Can you test Stripe webhooks locally? Yes, but only if you expose localhost with a tunnel or relay. Stripe can send test events to your public URL, and your local app can process them as long as the endpoint is reachable and the signature secret matches.
Can you test GitHub webhooks locally? Yes. GitHub can deliver events to a public URL that forwards to localhost, and you can use the webhook provider dashboard to send test deliveries and inspect the response. GitLab works the same way for push and merge request events.
Slack webhooks often require you to validate message formatting, challenge responses for URL verification, and any interactive payloads your app accepts. Shopify webhooks add another layer: verify HMAC signatures, topic-specific event types, and payload fields tied to orders, products, or customers.

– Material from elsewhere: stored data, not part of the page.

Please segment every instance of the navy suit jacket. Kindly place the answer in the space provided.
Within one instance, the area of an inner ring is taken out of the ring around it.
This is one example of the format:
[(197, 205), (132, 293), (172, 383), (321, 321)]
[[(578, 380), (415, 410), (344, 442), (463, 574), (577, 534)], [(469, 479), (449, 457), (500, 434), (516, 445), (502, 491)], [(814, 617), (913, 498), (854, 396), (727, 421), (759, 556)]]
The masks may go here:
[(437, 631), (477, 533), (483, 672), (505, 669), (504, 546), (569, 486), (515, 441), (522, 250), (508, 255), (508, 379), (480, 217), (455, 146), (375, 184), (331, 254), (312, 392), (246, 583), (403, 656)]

A reliable workflow depends on habits, not just tools. Use unique test endpoints per service, keep sample payloads in version control, log request IDs for traceability, separate dev and production secrets with environment variables, and document every setup step so the whole team can reproduce it. Minimize tunnel downtime, because a broken public URL interrupts testing and slows feedback.
For a durable setup, pair this section with the broader local webhook testing setup guide, test webhooks locally, webhook endpoint testing, webhook relay for local testing, and webhook development tool local testing approach when you need more stable forwarding. A repeatable local webhook testing setup shortens debugging, raises confidence before staging, and gives your team a shared developer workflow that scales beyond one machine.
What to log when debugging webhooks
When debugging webhooks, log enough to reproduce the issue without exposing secrets. The most useful fields are:
- provider name
- event type
- request ID
- timestamp
- status code returned by your app
- request path
- selected HTTP headers
- a sanitized JSON payload
- processing time
If the provider supports it, compare your logs with the provider dashboard delivery history. That helps you spot mismatches between what was sent, what arrived at your webhook endpoint, and what your app returned.
Final checklist
Before you ship, confirm that your local webhook testing setup can:
- receive requests through a public URL
- forward traffic to localhost over a tunnel or relay
- inspect request bodies and HTTP headers
- verify signatures with HMAC
- handle retries and idempotency
- replay captured requests
- test Stripe, GitHub, GitLab, Slack, and Shopify flows
- use curl or Postman for direct local testing
- keep secrets in environment variables
- document the workflow for the team
That gives you a practical local development process for debugging webhooks before they reach staging or production.